I might move the date for our flirtation with theocracy back a little — oh, say to the founding of the Massachusetts Bay Colony in 1630 or the banishment of Roger Williams in 1636 — but I’ve got to concur with Haltom. Nixon’s appearance at the crusade in Knoxville was a sad day for the separation of church and state, what Williams called “soul libertie.”

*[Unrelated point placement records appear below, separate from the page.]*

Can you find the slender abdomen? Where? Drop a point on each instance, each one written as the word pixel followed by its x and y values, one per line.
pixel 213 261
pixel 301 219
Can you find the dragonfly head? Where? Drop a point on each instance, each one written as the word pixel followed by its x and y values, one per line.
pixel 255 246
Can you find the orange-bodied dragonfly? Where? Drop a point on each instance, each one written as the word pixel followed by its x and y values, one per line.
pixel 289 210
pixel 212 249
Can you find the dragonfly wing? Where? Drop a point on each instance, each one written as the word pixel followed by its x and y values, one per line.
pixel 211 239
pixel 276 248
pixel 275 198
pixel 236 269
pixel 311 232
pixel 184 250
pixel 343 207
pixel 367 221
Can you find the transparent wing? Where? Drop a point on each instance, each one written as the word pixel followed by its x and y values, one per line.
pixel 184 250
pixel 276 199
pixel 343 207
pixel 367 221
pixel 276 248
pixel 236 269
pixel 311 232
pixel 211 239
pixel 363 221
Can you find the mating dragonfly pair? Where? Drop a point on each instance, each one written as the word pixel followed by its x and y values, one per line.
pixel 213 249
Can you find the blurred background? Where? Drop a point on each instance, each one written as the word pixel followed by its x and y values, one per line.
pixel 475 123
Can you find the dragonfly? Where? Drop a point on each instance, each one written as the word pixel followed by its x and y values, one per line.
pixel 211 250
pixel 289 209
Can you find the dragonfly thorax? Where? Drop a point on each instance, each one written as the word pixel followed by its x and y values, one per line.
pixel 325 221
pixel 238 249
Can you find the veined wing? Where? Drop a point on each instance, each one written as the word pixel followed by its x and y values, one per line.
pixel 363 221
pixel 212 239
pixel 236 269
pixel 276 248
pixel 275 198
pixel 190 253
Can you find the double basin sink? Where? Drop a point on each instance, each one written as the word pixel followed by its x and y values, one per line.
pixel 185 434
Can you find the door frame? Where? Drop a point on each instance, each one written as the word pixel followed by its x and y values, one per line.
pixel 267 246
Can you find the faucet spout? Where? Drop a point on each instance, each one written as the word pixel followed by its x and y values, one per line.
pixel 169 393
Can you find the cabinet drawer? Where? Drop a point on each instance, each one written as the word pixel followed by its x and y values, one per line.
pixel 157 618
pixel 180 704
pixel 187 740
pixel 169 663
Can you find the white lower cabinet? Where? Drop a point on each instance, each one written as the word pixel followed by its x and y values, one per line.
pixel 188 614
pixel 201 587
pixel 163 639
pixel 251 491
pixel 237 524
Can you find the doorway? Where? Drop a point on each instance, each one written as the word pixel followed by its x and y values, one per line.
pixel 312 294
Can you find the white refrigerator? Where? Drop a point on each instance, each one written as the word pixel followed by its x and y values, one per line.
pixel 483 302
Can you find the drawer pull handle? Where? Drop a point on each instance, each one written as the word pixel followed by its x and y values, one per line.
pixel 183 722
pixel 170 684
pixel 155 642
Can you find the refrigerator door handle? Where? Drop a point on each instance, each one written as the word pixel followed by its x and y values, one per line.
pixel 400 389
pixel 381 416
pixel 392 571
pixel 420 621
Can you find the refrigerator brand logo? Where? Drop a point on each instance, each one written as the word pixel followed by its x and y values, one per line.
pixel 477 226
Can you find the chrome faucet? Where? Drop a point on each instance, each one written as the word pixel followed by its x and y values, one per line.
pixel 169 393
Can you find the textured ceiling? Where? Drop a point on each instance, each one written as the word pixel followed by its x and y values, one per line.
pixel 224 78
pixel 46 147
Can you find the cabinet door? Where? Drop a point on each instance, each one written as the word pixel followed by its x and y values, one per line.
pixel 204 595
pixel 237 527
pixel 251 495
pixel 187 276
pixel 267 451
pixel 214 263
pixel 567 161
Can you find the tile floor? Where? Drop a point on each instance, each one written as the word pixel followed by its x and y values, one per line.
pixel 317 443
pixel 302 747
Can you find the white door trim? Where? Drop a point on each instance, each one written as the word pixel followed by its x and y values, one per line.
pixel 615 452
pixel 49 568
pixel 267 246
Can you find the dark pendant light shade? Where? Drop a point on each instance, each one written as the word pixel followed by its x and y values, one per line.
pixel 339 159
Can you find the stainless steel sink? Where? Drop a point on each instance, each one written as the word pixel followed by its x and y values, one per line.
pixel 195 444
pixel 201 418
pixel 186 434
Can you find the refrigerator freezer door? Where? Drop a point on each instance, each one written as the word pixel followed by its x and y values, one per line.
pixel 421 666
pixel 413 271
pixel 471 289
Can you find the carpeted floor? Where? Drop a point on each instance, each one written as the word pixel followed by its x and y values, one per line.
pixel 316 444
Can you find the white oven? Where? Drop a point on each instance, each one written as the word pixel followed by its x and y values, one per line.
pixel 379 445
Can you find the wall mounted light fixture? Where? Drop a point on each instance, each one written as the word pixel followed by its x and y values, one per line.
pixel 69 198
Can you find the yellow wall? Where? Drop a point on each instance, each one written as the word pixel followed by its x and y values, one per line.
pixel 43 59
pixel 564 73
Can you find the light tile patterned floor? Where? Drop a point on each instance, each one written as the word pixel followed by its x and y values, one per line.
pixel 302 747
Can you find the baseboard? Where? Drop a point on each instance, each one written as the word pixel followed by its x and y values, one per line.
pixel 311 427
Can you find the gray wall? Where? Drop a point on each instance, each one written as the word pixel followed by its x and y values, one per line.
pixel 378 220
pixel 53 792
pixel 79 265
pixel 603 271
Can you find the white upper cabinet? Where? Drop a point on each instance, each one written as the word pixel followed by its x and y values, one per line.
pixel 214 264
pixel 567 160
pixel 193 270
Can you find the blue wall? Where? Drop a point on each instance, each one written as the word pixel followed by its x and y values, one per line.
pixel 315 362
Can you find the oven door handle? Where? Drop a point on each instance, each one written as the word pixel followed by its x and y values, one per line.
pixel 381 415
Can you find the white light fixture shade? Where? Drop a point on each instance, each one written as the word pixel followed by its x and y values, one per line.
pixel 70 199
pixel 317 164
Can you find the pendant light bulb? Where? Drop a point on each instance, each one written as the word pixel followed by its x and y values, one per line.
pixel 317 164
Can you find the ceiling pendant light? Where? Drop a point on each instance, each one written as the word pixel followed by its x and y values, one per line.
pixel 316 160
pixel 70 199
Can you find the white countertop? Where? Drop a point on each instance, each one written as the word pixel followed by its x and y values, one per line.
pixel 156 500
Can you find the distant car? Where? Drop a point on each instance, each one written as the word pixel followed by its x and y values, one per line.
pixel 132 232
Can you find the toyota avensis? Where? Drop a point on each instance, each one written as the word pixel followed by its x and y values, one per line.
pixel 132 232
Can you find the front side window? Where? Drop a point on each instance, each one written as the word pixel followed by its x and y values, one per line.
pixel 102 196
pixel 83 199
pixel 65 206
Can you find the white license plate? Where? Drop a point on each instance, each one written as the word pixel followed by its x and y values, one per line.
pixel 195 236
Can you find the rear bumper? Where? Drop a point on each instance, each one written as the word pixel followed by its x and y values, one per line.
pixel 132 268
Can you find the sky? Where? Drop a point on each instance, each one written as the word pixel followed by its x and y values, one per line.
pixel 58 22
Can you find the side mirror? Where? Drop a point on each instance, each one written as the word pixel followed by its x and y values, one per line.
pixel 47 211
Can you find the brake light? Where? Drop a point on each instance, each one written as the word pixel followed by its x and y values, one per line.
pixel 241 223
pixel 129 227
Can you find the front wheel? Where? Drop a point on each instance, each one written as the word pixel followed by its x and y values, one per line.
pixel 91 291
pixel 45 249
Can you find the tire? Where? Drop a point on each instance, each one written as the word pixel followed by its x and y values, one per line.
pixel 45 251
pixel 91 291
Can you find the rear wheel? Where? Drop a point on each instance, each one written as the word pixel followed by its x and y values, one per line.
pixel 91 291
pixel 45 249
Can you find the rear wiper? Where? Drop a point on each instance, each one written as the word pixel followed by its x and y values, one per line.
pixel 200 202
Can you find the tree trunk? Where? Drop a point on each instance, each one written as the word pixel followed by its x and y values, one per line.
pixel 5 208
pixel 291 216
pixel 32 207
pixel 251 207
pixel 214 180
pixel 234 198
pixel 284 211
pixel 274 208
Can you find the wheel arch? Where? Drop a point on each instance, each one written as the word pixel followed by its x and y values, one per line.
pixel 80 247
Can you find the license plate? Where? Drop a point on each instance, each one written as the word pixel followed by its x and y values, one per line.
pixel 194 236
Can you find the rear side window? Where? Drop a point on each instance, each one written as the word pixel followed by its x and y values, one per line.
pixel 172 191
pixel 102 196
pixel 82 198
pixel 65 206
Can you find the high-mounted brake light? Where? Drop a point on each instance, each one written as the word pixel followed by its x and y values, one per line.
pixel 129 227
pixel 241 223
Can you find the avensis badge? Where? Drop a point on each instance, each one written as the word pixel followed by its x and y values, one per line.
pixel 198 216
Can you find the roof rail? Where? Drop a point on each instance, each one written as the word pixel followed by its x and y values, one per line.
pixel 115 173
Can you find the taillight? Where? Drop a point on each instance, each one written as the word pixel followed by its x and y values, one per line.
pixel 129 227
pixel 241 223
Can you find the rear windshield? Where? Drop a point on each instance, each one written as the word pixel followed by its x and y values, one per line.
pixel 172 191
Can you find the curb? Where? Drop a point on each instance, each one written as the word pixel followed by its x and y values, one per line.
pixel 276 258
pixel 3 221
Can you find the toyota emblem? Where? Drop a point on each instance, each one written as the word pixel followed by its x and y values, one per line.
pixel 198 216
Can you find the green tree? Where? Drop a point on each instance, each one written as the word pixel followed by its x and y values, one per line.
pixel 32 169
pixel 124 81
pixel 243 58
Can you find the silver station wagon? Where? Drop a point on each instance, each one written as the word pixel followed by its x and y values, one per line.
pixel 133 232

Nixon appeared in Knoxville on what was billed as the “Youth Night” of Rev. Graham’s “Crusade for Christ.” (As hard as I try now to give the elder Graham the benefit of the doubt, especially in light of his son’s antics and today’s hyper-politicization of evangelical Christianity, the 1970 rally in our football stadium left a bad taste in my mouth that can’t go away.) It was Nixon’s first appearance on a college campus after the invasion of Cambodia and the killing of student anti-war demonstrators at Kent State and Jackson State, and the official White House photo above (in the public domain and available on Wikimedia Commons) conveys an accurate sense of the contemplative, deeply spiritual nature of the event.

Writing in 2020 for the Nashville Tennessean, Haltom sets the scene like this:

College football stadiums in the south have often been compared to cathedrals. In a very real sense Neyland Stadium was a cathedral that May evening as thousands came there to hear a preacher. Not just any preacher but the man known as “America’s Preacher,” the famed evangelist Billy Graham.  

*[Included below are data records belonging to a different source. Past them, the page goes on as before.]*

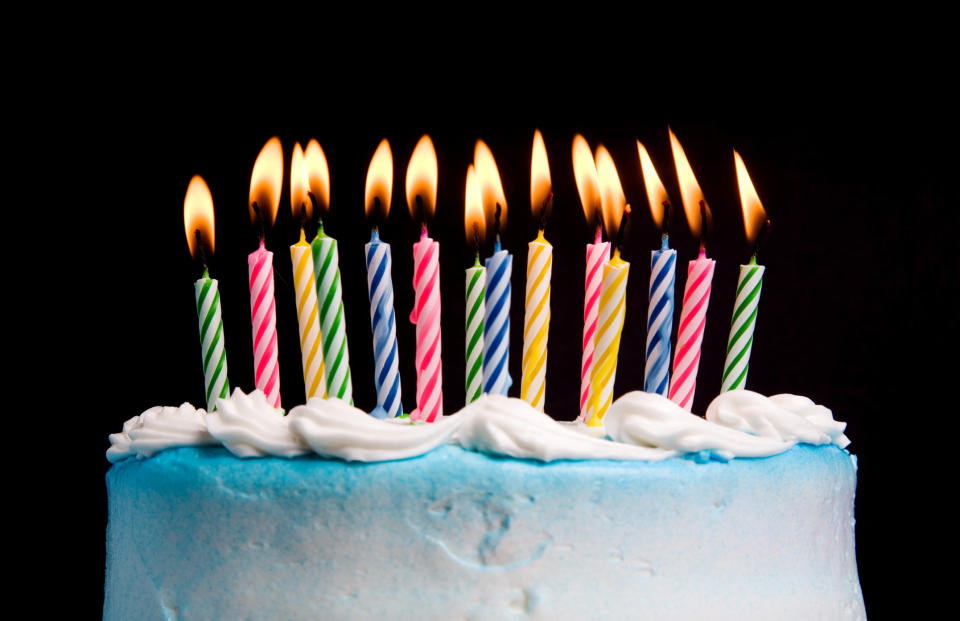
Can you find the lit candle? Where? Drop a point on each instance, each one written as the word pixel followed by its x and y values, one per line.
pixel 748 286
pixel 198 222
pixel 333 326
pixel 585 172
pixel 301 205
pixel 613 293
pixel 421 188
pixel 383 323
pixel 536 319
pixel 265 183
pixel 496 328
pixel 663 263
pixel 696 292
pixel 475 225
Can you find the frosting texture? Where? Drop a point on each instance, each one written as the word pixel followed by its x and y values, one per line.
pixel 160 428
pixel 640 426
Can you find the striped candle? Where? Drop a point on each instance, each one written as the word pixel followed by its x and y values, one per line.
pixel 476 278
pixel 597 254
pixel 496 328
pixel 307 319
pixel 386 373
pixel 536 322
pixel 263 316
pixel 426 315
pixel 742 325
pixel 693 318
pixel 333 327
pixel 663 262
pixel 211 340
pixel 612 309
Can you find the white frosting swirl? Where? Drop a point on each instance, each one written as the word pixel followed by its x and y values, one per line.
pixel 333 428
pixel 649 419
pixel 789 418
pixel 159 428
pixel 250 427
pixel 506 426
pixel 642 426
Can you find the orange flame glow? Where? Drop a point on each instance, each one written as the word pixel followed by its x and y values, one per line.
pixel 318 175
pixel 379 182
pixel 300 204
pixel 473 217
pixel 422 178
pixel 689 189
pixel 540 186
pixel 656 193
pixel 585 172
pixel 611 193
pixel 198 216
pixel 266 182
pixel 488 177
pixel 754 215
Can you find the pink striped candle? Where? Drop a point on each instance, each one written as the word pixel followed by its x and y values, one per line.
pixel 426 316
pixel 693 318
pixel 597 253
pixel 263 315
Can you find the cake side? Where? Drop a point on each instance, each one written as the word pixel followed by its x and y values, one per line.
pixel 197 533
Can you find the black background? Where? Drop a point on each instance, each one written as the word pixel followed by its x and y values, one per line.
pixel 857 310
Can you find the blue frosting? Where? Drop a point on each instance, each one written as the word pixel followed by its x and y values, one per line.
pixel 199 533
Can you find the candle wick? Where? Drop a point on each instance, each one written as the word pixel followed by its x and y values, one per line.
pixel 623 227
pixel 544 209
pixel 419 210
pixel 704 225
pixel 377 210
pixel 202 250
pixel 256 210
pixel 666 218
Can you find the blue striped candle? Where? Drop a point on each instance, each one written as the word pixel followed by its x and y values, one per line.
pixel 386 374
pixel 496 327
pixel 656 373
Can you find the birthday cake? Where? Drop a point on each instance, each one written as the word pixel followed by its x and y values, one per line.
pixel 494 512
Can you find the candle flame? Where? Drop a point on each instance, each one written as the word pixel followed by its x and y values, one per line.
pixel 300 204
pixel 611 193
pixel 754 215
pixel 422 178
pixel 266 182
pixel 656 193
pixel 585 172
pixel 379 185
pixel 473 217
pixel 488 177
pixel 540 186
pixel 689 189
pixel 198 216
pixel 318 176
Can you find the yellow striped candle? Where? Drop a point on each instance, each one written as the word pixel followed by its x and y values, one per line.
pixel 613 305
pixel 312 355
pixel 536 322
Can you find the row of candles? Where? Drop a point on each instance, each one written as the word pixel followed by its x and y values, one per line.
pixel 321 318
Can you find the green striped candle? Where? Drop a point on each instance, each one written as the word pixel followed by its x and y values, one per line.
pixel 211 340
pixel 333 327
pixel 476 281
pixel 742 325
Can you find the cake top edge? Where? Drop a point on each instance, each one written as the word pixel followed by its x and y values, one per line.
pixel 639 426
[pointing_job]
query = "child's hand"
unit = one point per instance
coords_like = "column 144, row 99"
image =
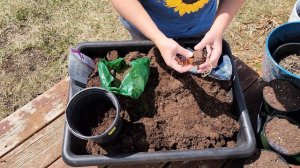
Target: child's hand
column 169, row 49
column 213, row 43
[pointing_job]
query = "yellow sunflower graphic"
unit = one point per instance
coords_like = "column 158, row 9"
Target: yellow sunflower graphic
column 186, row 6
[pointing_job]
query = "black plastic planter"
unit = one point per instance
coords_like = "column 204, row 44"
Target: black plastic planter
column 258, row 154
column 245, row 139
column 268, row 145
column 76, row 114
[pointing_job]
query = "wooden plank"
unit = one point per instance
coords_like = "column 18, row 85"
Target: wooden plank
column 61, row 164
column 246, row 75
column 32, row 117
column 40, row 150
column 149, row 165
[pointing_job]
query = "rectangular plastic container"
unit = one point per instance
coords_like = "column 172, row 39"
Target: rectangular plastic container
column 246, row 144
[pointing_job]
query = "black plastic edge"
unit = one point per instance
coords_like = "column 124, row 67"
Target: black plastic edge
column 247, row 149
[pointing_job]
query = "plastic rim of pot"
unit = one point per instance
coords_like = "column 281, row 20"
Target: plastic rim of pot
column 295, row 14
column 267, row 145
column 77, row 104
column 271, row 110
column 279, row 156
column 283, row 34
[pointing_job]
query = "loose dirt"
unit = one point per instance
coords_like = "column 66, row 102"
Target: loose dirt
column 175, row 112
column 282, row 95
column 97, row 118
column 291, row 63
column 198, row 58
column 283, row 134
column 262, row 158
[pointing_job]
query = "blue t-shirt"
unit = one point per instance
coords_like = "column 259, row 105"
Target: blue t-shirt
column 181, row 18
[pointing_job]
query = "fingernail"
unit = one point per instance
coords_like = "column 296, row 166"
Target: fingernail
column 191, row 53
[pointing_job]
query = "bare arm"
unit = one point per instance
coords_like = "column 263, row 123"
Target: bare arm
column 135, row 13
column 213, row 38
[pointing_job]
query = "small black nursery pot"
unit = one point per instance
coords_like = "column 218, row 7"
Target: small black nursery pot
column 94, row 114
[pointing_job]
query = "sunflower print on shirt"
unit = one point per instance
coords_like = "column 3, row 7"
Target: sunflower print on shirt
column 185, row 6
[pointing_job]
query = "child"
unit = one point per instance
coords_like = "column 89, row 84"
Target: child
column 162, row 20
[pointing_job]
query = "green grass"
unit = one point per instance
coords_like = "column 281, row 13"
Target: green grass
column 36, row 35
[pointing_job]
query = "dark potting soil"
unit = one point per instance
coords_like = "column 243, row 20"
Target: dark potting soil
column 262, row 158
column 175, row 112
column 198, row 58
column 284, row 134
column 97, row 117
column 291, row 63
column 282, row 95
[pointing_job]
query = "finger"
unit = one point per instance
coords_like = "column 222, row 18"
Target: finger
column 205, row 67
column 209, row 50
column 201, row 44
column 215, row 56
column 184, row 52
column 181, row 69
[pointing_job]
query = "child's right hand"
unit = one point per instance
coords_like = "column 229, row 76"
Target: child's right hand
column 169, row 48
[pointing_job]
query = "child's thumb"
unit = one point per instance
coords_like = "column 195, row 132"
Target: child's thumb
column 201, row 44
column 184, row 52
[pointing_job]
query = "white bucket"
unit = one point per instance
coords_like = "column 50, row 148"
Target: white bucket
column 295, row 14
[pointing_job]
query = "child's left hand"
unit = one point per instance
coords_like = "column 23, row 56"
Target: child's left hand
column 213, row 43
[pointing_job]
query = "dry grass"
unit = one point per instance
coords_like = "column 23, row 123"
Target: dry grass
column 35, row 36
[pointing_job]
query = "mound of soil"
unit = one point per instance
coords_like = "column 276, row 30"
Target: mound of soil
column 282, row 95
column 175, row 112
column 97, row 118
column 283, row 134
column 291, row 63
column 263, row 158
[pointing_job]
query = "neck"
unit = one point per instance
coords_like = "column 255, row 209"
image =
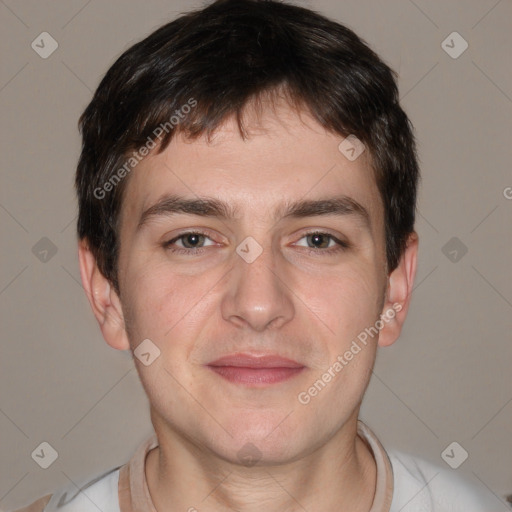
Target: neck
column 340, row 475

It was the seventh night of a ten-day Graham crusade, and it had been designated “Youth Night.” Dr. Graham would of course preach that night, but he was not the only speaker who would address the crowd from the pulpit on the platform that had been built in the south end zone.

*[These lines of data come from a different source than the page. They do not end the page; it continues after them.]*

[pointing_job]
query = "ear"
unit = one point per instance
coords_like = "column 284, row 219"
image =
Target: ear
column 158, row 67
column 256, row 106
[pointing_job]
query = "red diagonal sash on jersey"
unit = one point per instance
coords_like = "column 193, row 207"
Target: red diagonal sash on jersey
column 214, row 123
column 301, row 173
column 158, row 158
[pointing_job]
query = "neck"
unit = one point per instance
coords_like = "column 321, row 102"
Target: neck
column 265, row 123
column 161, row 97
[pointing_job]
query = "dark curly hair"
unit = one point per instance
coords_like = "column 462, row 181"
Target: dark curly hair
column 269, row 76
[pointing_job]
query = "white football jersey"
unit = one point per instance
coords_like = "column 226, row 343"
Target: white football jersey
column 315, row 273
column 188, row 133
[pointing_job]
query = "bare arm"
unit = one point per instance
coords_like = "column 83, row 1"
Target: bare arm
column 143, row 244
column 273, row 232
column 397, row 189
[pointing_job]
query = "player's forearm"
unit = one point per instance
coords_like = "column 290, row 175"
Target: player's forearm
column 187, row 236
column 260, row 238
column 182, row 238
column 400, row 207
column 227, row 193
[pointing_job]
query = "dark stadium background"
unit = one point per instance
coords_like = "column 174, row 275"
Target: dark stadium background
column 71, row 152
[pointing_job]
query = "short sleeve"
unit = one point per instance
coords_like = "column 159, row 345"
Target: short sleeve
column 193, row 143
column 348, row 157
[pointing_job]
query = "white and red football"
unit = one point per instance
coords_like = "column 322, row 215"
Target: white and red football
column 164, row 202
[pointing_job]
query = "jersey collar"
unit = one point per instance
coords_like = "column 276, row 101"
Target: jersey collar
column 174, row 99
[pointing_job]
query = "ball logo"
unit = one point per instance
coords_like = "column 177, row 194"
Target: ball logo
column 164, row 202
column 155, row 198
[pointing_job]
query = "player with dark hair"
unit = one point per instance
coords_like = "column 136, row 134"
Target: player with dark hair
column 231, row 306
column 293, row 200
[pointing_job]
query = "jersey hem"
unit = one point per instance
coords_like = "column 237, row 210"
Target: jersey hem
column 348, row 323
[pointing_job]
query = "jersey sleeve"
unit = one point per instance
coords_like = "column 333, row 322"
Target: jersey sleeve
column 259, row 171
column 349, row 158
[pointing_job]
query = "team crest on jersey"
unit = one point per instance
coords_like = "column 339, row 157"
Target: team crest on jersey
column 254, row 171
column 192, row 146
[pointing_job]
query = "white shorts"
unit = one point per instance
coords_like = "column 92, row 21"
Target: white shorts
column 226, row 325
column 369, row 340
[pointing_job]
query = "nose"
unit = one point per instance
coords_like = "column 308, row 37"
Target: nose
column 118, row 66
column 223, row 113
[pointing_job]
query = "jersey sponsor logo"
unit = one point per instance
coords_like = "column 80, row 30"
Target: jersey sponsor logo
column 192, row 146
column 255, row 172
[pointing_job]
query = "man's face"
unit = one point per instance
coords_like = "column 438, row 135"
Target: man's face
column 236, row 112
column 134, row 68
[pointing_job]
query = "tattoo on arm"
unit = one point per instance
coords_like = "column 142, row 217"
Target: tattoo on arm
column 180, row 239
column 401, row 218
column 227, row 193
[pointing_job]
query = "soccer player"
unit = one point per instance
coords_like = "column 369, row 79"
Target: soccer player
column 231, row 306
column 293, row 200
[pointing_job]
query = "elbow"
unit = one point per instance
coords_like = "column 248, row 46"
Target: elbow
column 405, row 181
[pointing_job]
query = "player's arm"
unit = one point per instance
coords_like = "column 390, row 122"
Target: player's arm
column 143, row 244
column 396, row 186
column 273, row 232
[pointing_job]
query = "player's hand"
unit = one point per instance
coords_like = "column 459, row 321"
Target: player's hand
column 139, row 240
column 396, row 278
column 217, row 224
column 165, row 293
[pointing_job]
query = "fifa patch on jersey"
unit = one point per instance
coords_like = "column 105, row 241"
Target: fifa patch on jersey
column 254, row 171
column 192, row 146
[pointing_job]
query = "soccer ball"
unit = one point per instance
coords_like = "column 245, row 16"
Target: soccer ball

Billy Graham was a close friend of President Nixon and an ardent supporter of his expansion of the war. Graham sought to have the President as a youth night speaker on the UT campus to demonstrate student support. 

The UT student body was regarded as very conservative at the time. Indeed Nixon has easily won a mock election on the campus in 1968. 

But among the thousands that gathered in the stadium that night were several hundred UT students and faculty members who had come not to worship but to protest the president and America’s expanded war effort In Vietnam and Cambodia. 

A number of the protesters carried signs that read “THOU SHALT NOT KILL.” Knoxville police confiscated many of the signs. 

That’s pretty much the way I remember it. I would have estimated the number of demonstrators a bit lower — perhaps between 75 and 100 — but we were packed pretty tight, almost all of us taking up perhaps a dozen rows between the 10- and 20-yard lines on the home-team side. I had just started writing a weekly column for the Beacon, and I hadn’t learned how to do crowd counts yet. So my estimate may be too low. But on this, Haltom and I agree: The students were badly outnumbered.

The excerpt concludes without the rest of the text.